Jean le pidió disculpas a Eileen por su estallido y Eileen dijo:
—Te perdono —con un tono que hizo desear a Jean volver a ser grosera con ella.
—Espero que George se encuentre bien —intervino Ronnie.
Y Jean se dio cuenta de que era culpa suya. Había estado ahí sentado en la cama con un aspecto espantoso y deseando hablar, y Katie había asomado la cabeza y se había visto arrastrada por la vorágine de preparativos y no había vuelto a preguntarle qué lo inquietaba.
—Bajo en cinco minutos —dijo, y se dirigió escaleras arriba, sonriendo educadamente a Ed y Alan y Barbara al pasar ante la puerta de la sala de estar.
No les habían llevado el té, ¿no?
Oh, bueno, tenía cosas más importantes que hacer.
Cuando llegó a su habitación George se estaba poniendo los calcetines. Se sentó a su lado.
—Perdóname, George.
—¿Por qué?
—Por salir pitando esta mañana.
—Tenías cosas que hacer —repuso George.
—¿Qué tal te encuentras ahora?
—Mucho mejor —respondió George.
Desde luego parecía mucho mejor. Quizá Ray había exagerado un poco las cosas.
—Tu brazo.
—Oh, sí —George levantó el brazo. Tenía un buen tajo en la muñeca—. Debo de habérmelo pillado en esa alambrada de púas.
A primera vista parecía un mordisco. No lo habría atacado ese perro, ¿no?
—Deja que te lo cure antes de que te manches la ropa de sangre.
Jean entró en el baño y cogió el pequeño botiquín verde y le curó la herida mientras él permanecía sentado pacientemente. Jean deseó poder hacer más a menudo esa clase de cosas. Poder ayudarlo en sentido práctico.
Pegó una segunda tira de esparadrapo para sujetar en su sitio el pequeño vendaje.
—Ya está.
—Gracias —George puso la mano en la de Jean.
Jean se la tomó.
—Siento haber sido tan inútil.
—¿Lo has sido? —preguntó George.
—Sé que no te has sentido bien —repuso Jean—. Y sé que… a veces no presto la suficiente atención. Y eso no está bien. Es sólo que… se me hace difícil.
—Bueno, pues ya no tienes que preocuparte por mí —dijo George.

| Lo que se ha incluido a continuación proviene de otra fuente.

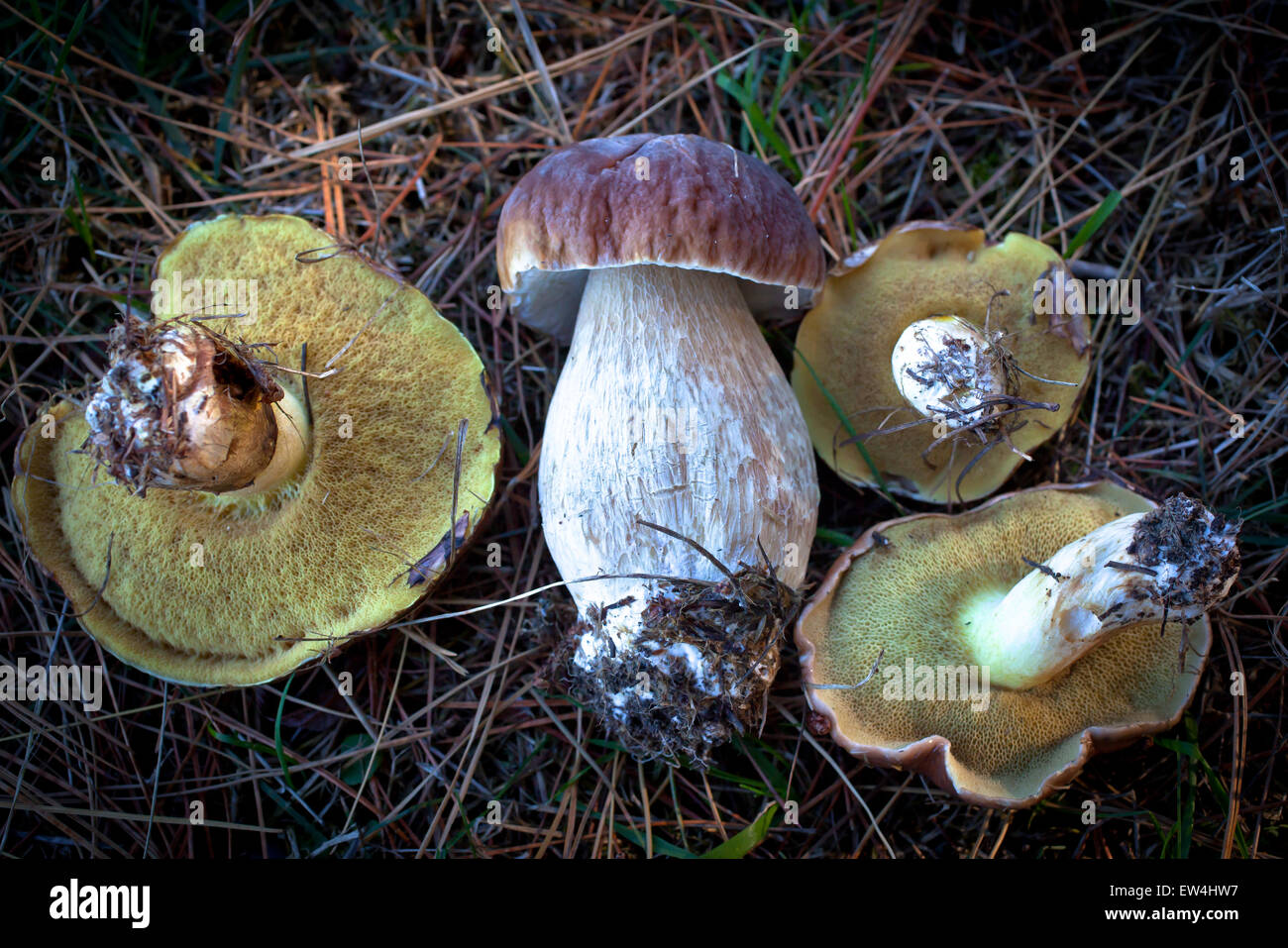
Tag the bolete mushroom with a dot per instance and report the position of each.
(217, 519)
(671, 412)
(927, 350)
(995, 651)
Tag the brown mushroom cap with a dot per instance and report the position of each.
(903, 587)
(918, 270)
(671, 200)
(356, 539)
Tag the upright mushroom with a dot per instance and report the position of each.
(927, 348)
(259, 520)
(997, 649)
(671, 411)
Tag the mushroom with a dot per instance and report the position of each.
(262, 515)
(675, 462)
(926, 350)
(997, 649)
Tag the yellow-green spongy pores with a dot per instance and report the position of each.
(204, 590)
(907, 594)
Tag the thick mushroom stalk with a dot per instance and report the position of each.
(673, 411)
(1172, 563)
(180, 407)
(945, 368)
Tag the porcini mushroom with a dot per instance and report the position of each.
(948, 359)
(995, 651)
(671, 411)
(215, 518)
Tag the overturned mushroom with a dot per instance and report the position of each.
(997, 649)
(927, 348)
(214, 514)
(674, 447)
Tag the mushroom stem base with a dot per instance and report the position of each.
(696, 673)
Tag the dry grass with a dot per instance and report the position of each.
(147, 136)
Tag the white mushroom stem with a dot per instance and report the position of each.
(188, 410)
(1172, 563)
(945, 368)
(670, 408)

—¿Qué quieres decir? —preguntó Jean.
—Quiero decir que ya no tienes que preocuparte por mí hoy —corrigió George—. Ahora me siento mucho más contento.
—Me alegro —dijo Jean.
Y era verdad. George parecía en efecto muy relajado, más relajado de lo que Jean lo había visto en bastante tiempo.

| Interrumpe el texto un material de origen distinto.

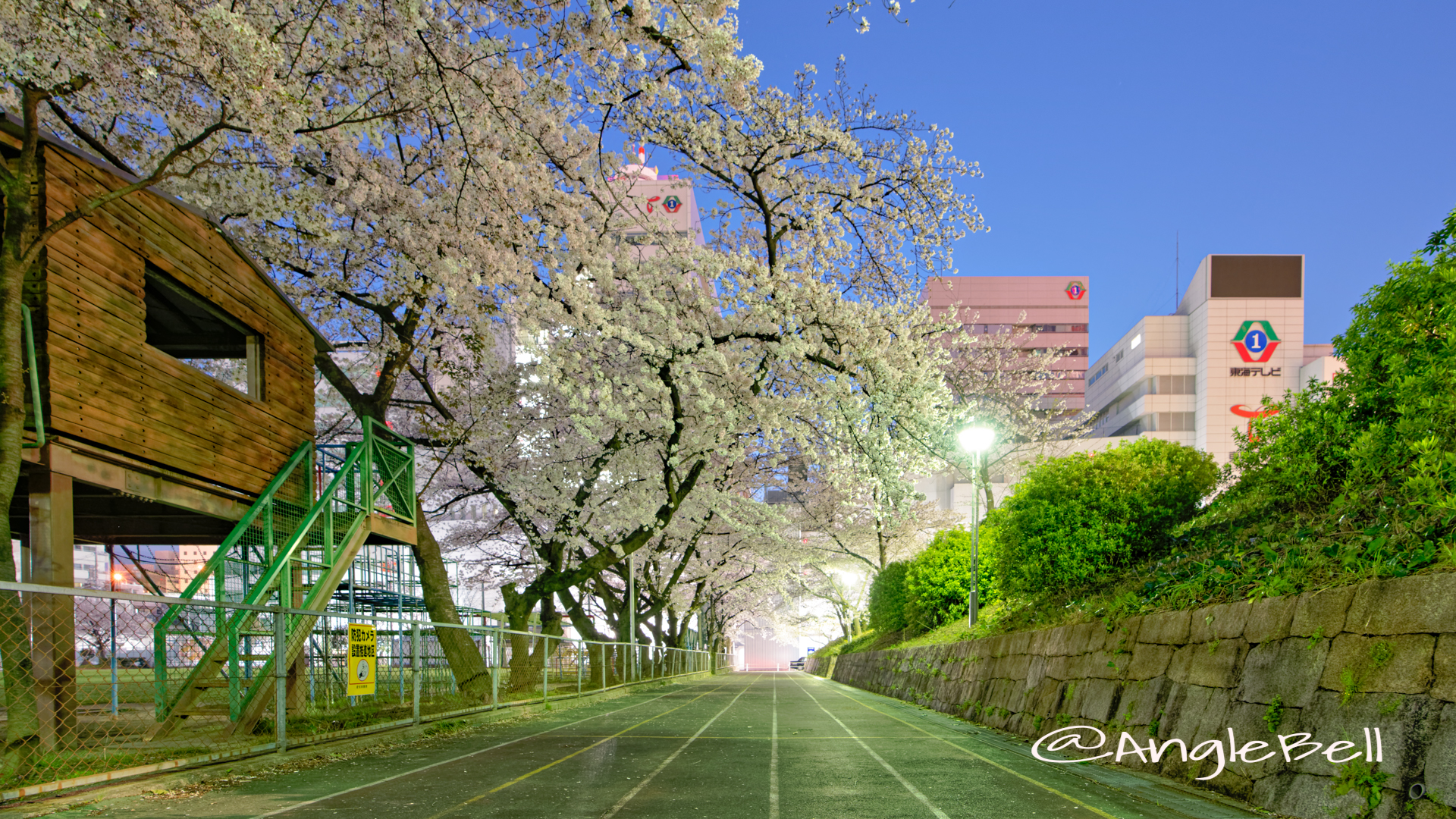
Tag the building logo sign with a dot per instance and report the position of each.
(1256, 341)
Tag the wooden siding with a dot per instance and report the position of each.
(109, 388)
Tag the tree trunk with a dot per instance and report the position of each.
(519, 618)
(24, 210)
(472, 678)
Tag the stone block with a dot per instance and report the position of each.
(1270, 620)
(1015, 667)
(1248, 725)
(1044, 698)
(1169, 629)
(1059, 668)
(1193, 713)
(1212, 665)
(1440, 758)
(1059, 642)
(1018, 643)
(1036, 670)
(1313, 798)
(1321, 613)
(1104, 665)
(1407, 725)
(1445, 668)
(1085, 637)
(1147, 661)
(1128, 630)
(1038, 642)
(1405, 605)
(1398, 664)
(1218, 623)
(1142, 701)
(1097, 698)
(1289, 670)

—Pero si algo empieza a preocuparte, me lo harás saber, ¿verdad?
—Estaré bien.
—Lo digo en serio —insistió Jean—. Sólo tienes que decírmelo y dejaré lo que sea que esté haciendo. Te lo prometo.

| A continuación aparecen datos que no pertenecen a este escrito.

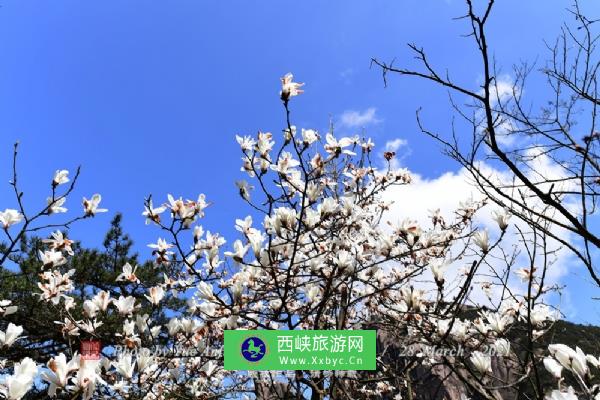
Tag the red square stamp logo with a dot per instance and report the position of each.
(90, 349)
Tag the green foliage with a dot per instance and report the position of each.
(95, 270)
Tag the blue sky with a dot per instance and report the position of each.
(148, 96)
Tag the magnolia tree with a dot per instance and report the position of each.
(319, 249)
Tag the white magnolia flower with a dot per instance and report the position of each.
(10, 217)
(6, 308)
(481, 239)
(161, 250)
(205, 291)
(143, 360)
(558, 395)
(574, 360)
(90, 207)
(19, 383)
(498, 322)
(501, 217)
(336, 147)
(239, 251)
(312, 293)
(69, 327)
(128, 274)
(125, 366)
(345, 261)
(60, 242)
(438, 268)
(90, 308)
(245, 142)
(125, 305)
(553, 367)
(153, 214)
(87, 377)
(309, 136)
(11, 334)
(541, 313)
(289, 88)
(60, 176)
(58, 372)
(52, 258)
(244, 188)
(55, 206)
(155, 294)
(525, 274)
(102, 300)
(482, 362)
(502, 347)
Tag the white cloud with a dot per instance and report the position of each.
(446, 192)
(394, 145)
(353, 118)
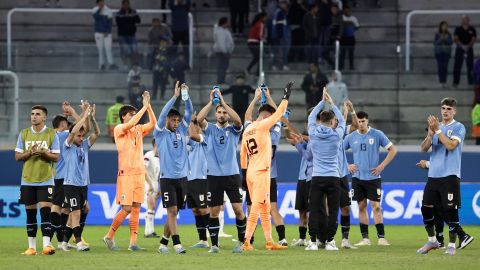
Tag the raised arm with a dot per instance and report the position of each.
(202, 115)
(96, 129)
(136, 118)
(237, 121)
(77, 127)
(162, 118)
(251, 107)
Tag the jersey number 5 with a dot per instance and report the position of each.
(252, 146)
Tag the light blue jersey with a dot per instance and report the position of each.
(76, 164)
(197, 159)
(222, 149)
(366, 151)
(325, 143)
(444, 163)
(60, 165)
(275, 135)
(172, 145)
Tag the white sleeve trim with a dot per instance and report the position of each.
(389, 145)
(456, 138)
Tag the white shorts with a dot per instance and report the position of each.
(156, 187)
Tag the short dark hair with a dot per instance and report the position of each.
(449, 101)
(362, 115)
(40, 107)
(124, 110)
(326, 116)
(173, 112)
(266, 107)
(57, 120)
(222, 21)
(72, 126)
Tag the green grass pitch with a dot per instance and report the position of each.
(405, 241)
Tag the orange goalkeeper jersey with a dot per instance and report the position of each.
(256, 150)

—Gracias —contestó George.
Permanecieron unos instantes allí sentados, y entonces empezó a sonar un teléfono.
—Ése no es nuestro teléfono, ¿verdad? —preguntó George.
No lo era.
—Espera —Jean se levantó y salió al pasillo. El ruido procedía de un teléfono móvil en el alféizar de la ventana.
Jean lo cogió y oprimió el botón verde y se lo llevó a la oreja.
—¿Hola?
—¿Jamie? —preguntó una voz de hombre—. Lo siento. Creo que he marcado mal.
—¿Ray? —preguntó Jean.
—¿Jean? —preguntó Ray.
—Sí —dijo Jean—. ¿Eres Ray?
—¿Dónde estás? —quiso saber Ray.
—En el rellano —contestó Jean un poco perpleja.
—Estaba intentando llamar a Jamie —explicó Ray.
—Aquí no está —repuso Jean, a la que siempre habían desconcertado un poco los móviles.
—Lo siento —dijo Ray, y cortó la comunicación.
Jean consultó el reloj. Al cabo de veinte minutos tendrían que irse. Más le valía ocuparse de que George estuviese listo y luego de reunir a las tropas.
Volvió a dejar el teléfono y abrió el armario del pasillo para coger el pañuelo y casi le dio un infarto cuando vio a Sarah mirarla entre los abrigos.
—Jugamos al escondite —explicó Sarah.